There is something wonderful about opening a new book about a saint. Besides learning a bit about the history and time period that the saint lived in, we can learn about what people in those time periods struggled with. We then realize that their struggles are oddly similar to the ones we still struggle with today. (Ya know the old saying, “There’s nothing new under the sun,” still holds true). This is exactly how I felt as I opened Eugène de Mazenod: A Saint for Today by Alex R. Hey, and learned more about a very turbulent time for families in European history. Hey writes in the introduction that he came to know and love St. Eugène while he was trying to find the patron saint of children of divorce. St. Eugène wasn’t an exact fit, the patron of dysfunctional families, but as Hey researched the saint, he found many similarities to his own feelings dealing with his own broken family.

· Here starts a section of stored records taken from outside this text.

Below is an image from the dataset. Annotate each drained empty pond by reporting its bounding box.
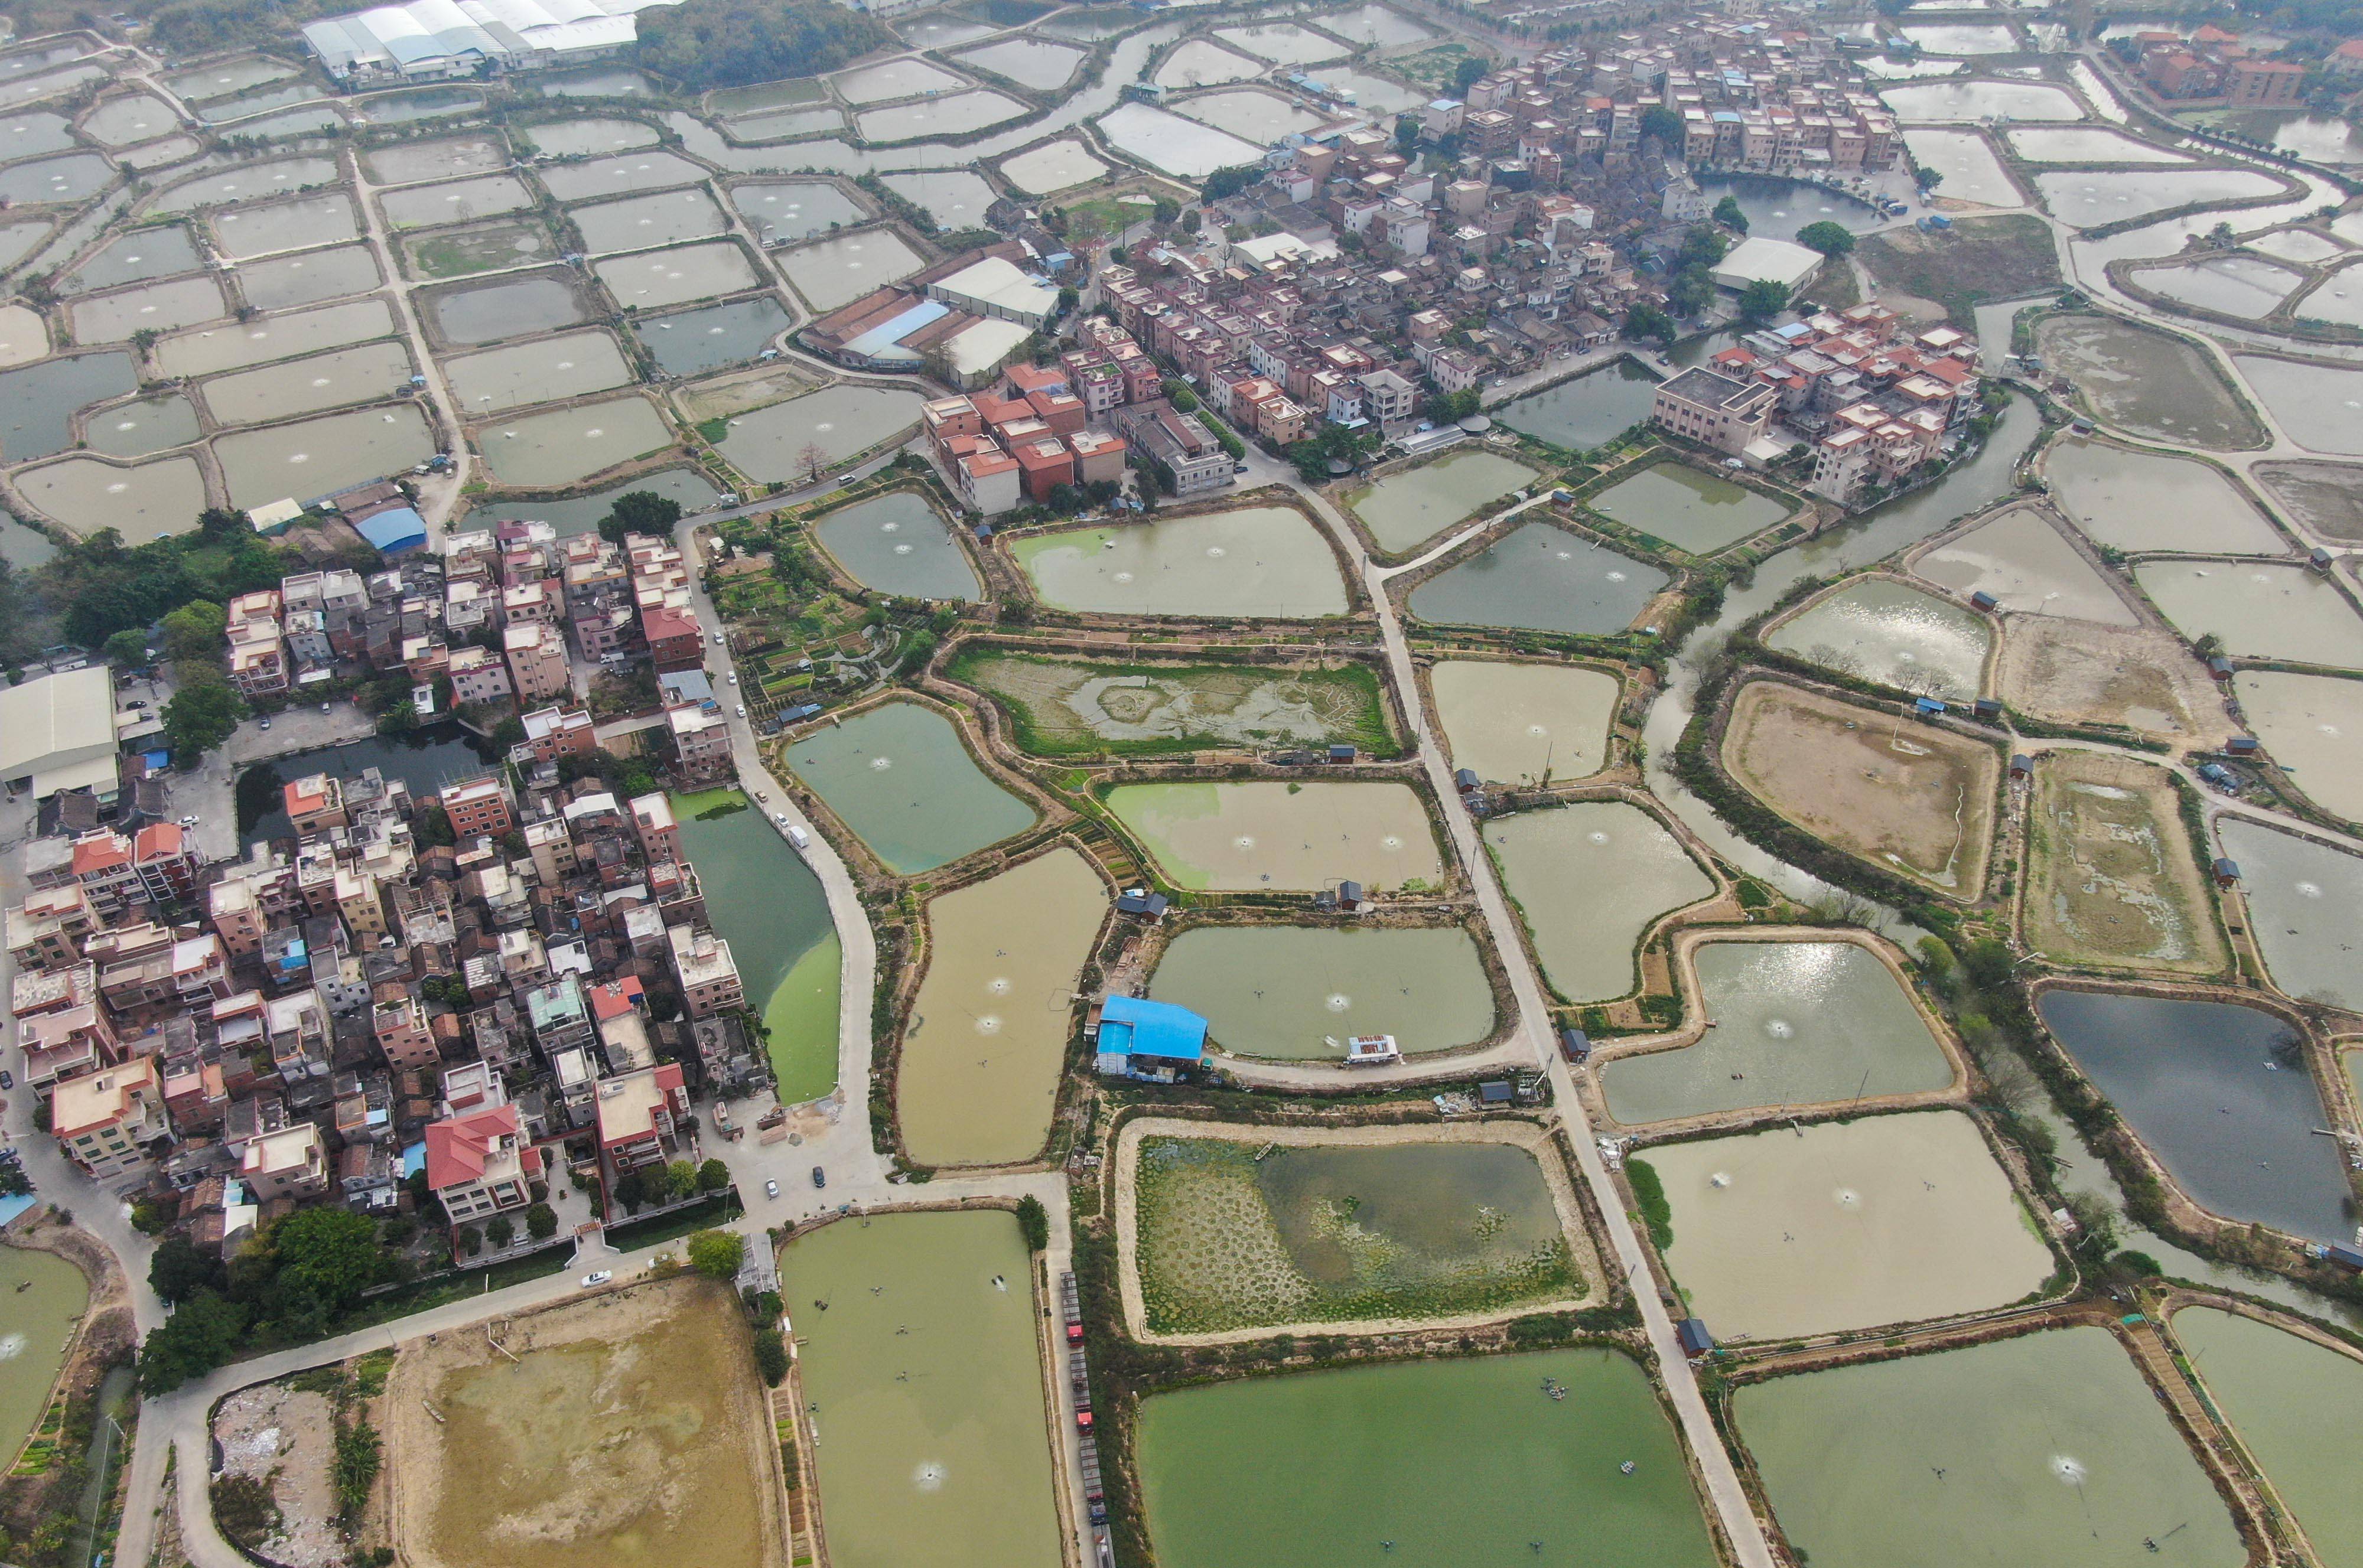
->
[1642,1111,2052,1338]
[782,700,1034,873]
[1136,1350,1718,1568]
[898,847,1105,1167]
[1739,1328,2240,1568]
[1106,780,1441,892]
[1129,1129,1583,1335]
[2024,751,2224,974]
[1148,924,1495,1060]
[951,650,1390,758]
[1487,800,1713,1004]
[2039,988,2351,1241]
[1011,508,1349,619]
[1601,939,1955,1125]
[1408,520,1668,634]
[780,1211,1060,1568]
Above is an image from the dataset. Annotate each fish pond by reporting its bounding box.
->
[592,240,759,310]
[474,394,674,488]
[2173,1307,2363,1567]
[1407,520,1668,634]
[782,700,1034,873]
[61,224,203,294]
[2230,354,2363,457]
[774,227,928,312]
[1011,507,1349,619]
[14,452,206,542]
[2133,255,2303,319]
[2033,314,2266,449]
[1601,939,1956,1126]
[2042,436,2286,555]
[2233,670,2363,822]
[464,467,720,537]
[1106,780,1441,892]
[0,1246,86,1469]
[780,1211,1060,1568]
[1915,504,2136,624]
[1130,1131,1581,1334]
[810,490,979,601]
[425,273,588,345]
[1737,1327,2242,1568]
[1346,448,1538,553]
[671,789,839,1103]
[2040,988,2351,1241]
[948,650,1391,758]
[1495,358,1661,449]
[728,180,868,244]
[714,382,924,477]
[155,298,395,377]
[2219,817,2363,1010]
[200,341,417,428]
[1136,1349,1718,1568]
[897,847,1106,1167]
[1765,577,1991,700]
[1486,800,1713,1004]
[0,350,134,461]
[1148,924,1495,1060]
[635,296,790,377]
[444,328,632,414]
[569,187,728,254]
[1430,658,1618,785]
[2034,168,2286,229]
[2136,559,2363,667]
[238,244,382,312]
[1879,78,2087,122]
[84,393,199,457]
[215,403,437,509]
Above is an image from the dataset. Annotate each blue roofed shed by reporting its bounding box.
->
[359,506,428,555]
[1095,994,1207,1080]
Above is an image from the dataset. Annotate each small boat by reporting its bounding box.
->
[1620,1461,1637,1476]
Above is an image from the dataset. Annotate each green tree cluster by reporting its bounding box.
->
[1712,194,1749,233]
[598,490,685,547]
[1795,220,1856,257]
[635,0,891,89]
[688,1228,745,1280]
[140,1208,404,1394]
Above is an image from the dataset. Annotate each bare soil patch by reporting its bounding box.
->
[1721,680,1998,899]
[2254,459,2363,543]
[1995,614,2226,744]
[385,1276,780,1568]
[211,1383,344,1568]
[2023,751,2227,976]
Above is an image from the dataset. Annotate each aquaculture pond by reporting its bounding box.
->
[780,1211,1060,1568]
[1879,78,2087,122]
[1496,359,1661,449]
[570,187,728,254]
[1132,1133,1580,1334]
[2135,255,2303,320]
[216,403,437,510]
[444,330,632,415]
[1010,507,1349,619]
[1485,800,1713,1005]
[2257,459,2363,542]
[1915,504,2137,624]
[2035,168,2285,229]
[0,350,134,461]
[0,1246,86,1468]
[2042,436,2287,555]
[1765,577,1991,700]
[782,700,1034,874]
[1106,780,1441,892]
[593,240,759,310]
[84,394,198,457]
[61,224,203,294]
[949,651,1391,758]
[635,296,792,378]
[2025,752,2224,974]
[728,180,869,244]
[238,245,382,312]
[2230,354,2363,457]
[899,847,1105,1167]
[464,467,721,537]
[1601,940,1955,1125]
[473,395,674,488]
[1346,448,1538,553]
[1896,129,2022,207]
[775,228,926,312]
[716,383,924,477]
[1093,100,1264,178]
[1147,924,1495,1060]
[671,790,839,1103]
[1430,658,1619,785]
[2173,1308,2363,1567]
[69,275,227,344]
[2039,988,2351,1241]
[2033,315,2266,449]
[1743,1328,2239,1568]
[2232,670,2363,822]
[377,175,530,232]
[2136,560,2363,667]
[1135,1349,1719,1568]
[1646,1110,2052,1339]
[155,298,395,377]
[426,274,588,345]
[13,453,206,542]
[811,491,979,601]
[2219,817,2363,1011]
[1587,461,1791,555]
[1408,520,1668,634]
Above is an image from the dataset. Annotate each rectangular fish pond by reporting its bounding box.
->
[634,296,791,378]
[1735,1326,2242,1568]
[1600,939,1957,1126]
[1344,448,1539,554]
[1147,924,1495,1060]
[473,393,676,488]
[2038,987,2352,1243]
[1135,1349,1718,1568]
[214,403,435,509]
[670,788,839,1103]
[463,467,720,538]
[1010,507,1350,619]
[2172,1306,2363,1567]
[714,382,925,477]
[1496,358,1662,450]
[896,846,1106,1167]
[780,698,1035,873]
[443,330,634,415]
[1763,576,1992,700]
[1127,1126,1589,1335]
[780,1211,1061,1568]
[1485,800,1714,1005]
[1105,780,1441,892]
[1586,461,1792,555]
[1428,658,1619,785]
[2216,817,2363,1011]
[2135,559,2363,668]
[1636,1109,2053,1339]
[2023,751,2225,974]
[948,649,1392,759]
[1407,520,1668,634]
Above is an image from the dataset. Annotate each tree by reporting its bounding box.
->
[527,1202,559,1240]
[269,1205,388,1318]
[696,1158,732,1193]
[104,627,151,666]
[797,442,831,485]
[1015,1195,1049,1252]
[1451,55,1488,96]
[751,1326,789,1385]
[149,1234,224,1306]
[161,599,227,661]
[1915,165,1944,192]
[598,490,684,547]
[632,0,891,89]
[139,1289,249,1394]
[1394,114,1420,154]
[1737,278,1791,323]
[486,1214,515,1248]
[686,1228,744,1281]
[666,1159,701,1199]
[1795,220,1856,258]
[614,1169,647,1214]
[457,1224,482,1256]
[162,678,244,763]
[1713,194,1749,233]
[1199,164,1261,204]
[1639,104,1682,147]
[1623,303,1674,343]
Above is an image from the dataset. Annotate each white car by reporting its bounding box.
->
[734,703,746,718]
[581,1270,612,1287]
[727,671,738,685]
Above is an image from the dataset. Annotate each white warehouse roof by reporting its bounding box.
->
[304,0,681,76]
[925,256,1060,329]
[1711,236,1825,294]
[0,666,118,797]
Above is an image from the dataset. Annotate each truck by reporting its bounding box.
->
[1060,1271,1083,1344]
[1078,1435,1107,1524]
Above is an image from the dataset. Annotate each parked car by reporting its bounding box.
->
[727,671,738,685]
[764,1179,780,1199]
[581,1270,612,1287]
[734,704,746,719]
[811,1166,826,1189]
[258,717,271,731]
[320,702,331,713]
[0,1070,13,1090]
[125,699,147,710]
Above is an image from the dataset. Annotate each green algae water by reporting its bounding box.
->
[2174,1306,2363,1567]
[782,700,1036,873]
[0,1246,84,1466]
[780,1211,1059,1568]
[671,790,838,1101]
[1136,1349,1719,1567]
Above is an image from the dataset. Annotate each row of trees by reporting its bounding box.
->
[635,0,892,90]
[142,1206,409,1393]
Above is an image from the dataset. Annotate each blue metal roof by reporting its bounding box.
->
[359,506,427,553]
[1097,995,1207,1061]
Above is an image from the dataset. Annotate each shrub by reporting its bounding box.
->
[211,1473,278,1549]
[526,1202,558,1240]
[486,1215,515,1249]
[1015,1194,1049,1253]
[1626,1157,1674,1252]
[752,1326,788,1385]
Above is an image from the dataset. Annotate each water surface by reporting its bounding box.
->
[2043,436,2286,555]
[1766,577,1991,699]
[1148,924,1495,1059]
[1430,659,1619,784]
[2232,670,2363,821]
[2136,560,2363,667]
[0,1246,86,1468]
[812,491,979,601]
[2217,817,2363,1010]
[1486,800,1713,1004]
[2174,1307,2363,1566]
[1013,508,1349,619]
[1408,520,1667,634]
[1348,448,1537,553]
[1108,780,1441,892]
[783,700,1035,873]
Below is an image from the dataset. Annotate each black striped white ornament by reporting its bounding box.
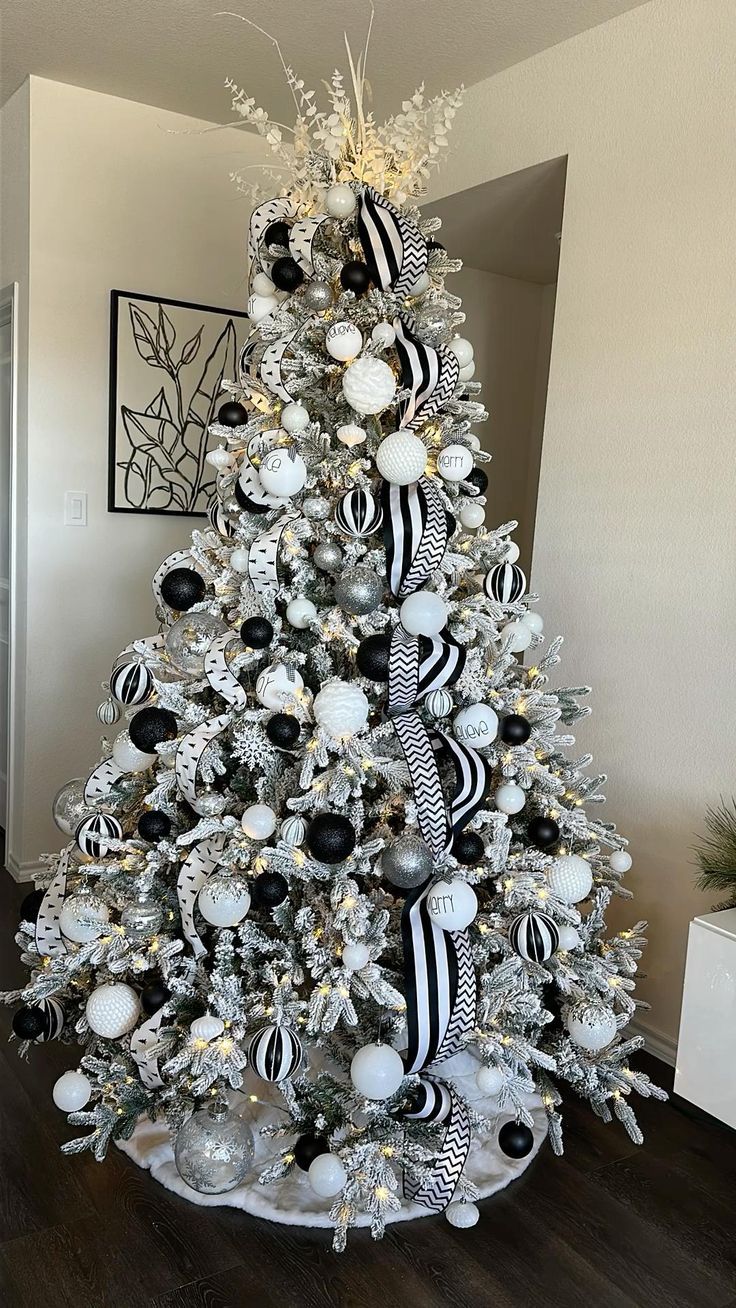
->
[484,562,526,605]
[208,498,236,539]
[75,813,123,859]
[508,910,559,962]
[110,660,153,706]
[248,1024,303,1083]
[334,487,383,538]
[96,699,121,726]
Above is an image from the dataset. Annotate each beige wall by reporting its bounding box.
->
[431,0,736,1051]
[1,78,264,871]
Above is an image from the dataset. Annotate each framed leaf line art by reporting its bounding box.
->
[108,290,250,516]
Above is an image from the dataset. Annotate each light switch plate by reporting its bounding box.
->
[64,491,88,526]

Turbulent Times, Turbulent Life
The story of Eugène de Mazenod is one that is very relatable to us today. The period of time that Eugène lived during (the French Revolution) was similar to our own time. The people would live beyond their means to look more wealthy that they really were. The would incur large sums of debt, which put extra stresses on the relationships of the family. This is what too many families struggle with today! His family had to flee France during Bastille Day to avoid Charles-Antoine de Mazenod, Eugène’s father, from being killed! After that day, his previous “noble” and rich lifestyle was over, and his parents struggled to provide for him and his sister.
Eventually, St. Eugène’s mother moved back to France and divorced his father in order to keep her inheritance. From that point forward, Eugène longed for his parents to reunite, which never came to fruition. When Eugène was a young man, his mother ultimately left and divorced his father so that she could maintain the luxuries she was used to. This left his father in debt and struggling to make ends meet, barely providing food for the two of them.
Blame for Broken Family
St. Eugène struggled with his parent’s divorce and blamed the struggles in his life to this event. While he did have a crisis of faith as a young man, he ultimately didn’t succumb to life long sadness which affects so many children. St. Eugène was just as human as all of us. He had dark times and struggled with God because life wasn’t as perfect as he wanted it. Once he finally realized that he needed to give it all to God, he was able to follow God’s will for his life.
Looking Forward Towards God
What Hey came to realize, and is a strong theme throughout this story, is that St. Eugène was not defined by his broken family. He overcame the brokenness he felt being abandoned by his mother. He, of course, like all of us, needed other people in his life to help guide him in his spiritual growth. With our divorce rate so high, there are many children who feel abandoned by one or both of their parents, and feel like they have no one to talk to. Children often feel ashamed and angry that they weren’t able to keep their parents together. In their innocence, they may even feel that they are the reason why their family was torn apart.
Eugène became able to see the good that could come from his sufferings. The separation from his father and the refusal of his parents to reunite now awakened him to the idea that the Lord had grander plans for him than he could have imagined. His sufferings allowed him to recognize that the plans of God and the plans of Eugène were not the same.
And isn’t this so true! God calls each of us in our struggle, and will provide help to endure those dark times, if we are willing to say ‘yes’. This is exactly what God provided in St. Eugène’s first mentor, Don Bartolo Zinelli during his first exile in Italy. While only studying with him for a relatively short period of Eugène’s life, Don made an everlasting impression on the young boy and who ultimately lead him into the priesthood. He founded the Missionary Oblates of Mary Immaculate and eventually became the bishop of Marseilles.
Alex Hey writes with eloquence and clarity when describing the events in the life of St. Eugène. He brings in the lessons learned by St. Eugène’s struggles, so that we can also learn the lessons to overcome the similar struggles in our own lives. The book is very well documented and referenced. Hey honestly about St. Eugène’s struggles and dark times, giving us the example of how to overcome those difficult times. Eugène de Mazenod: A Saint for Today by Alex R. Hey, is a great example for us to all follow to overcome our childhood and family trials and hold close to God who will ultimately guide us to our best selves, no matter what our vocation may be.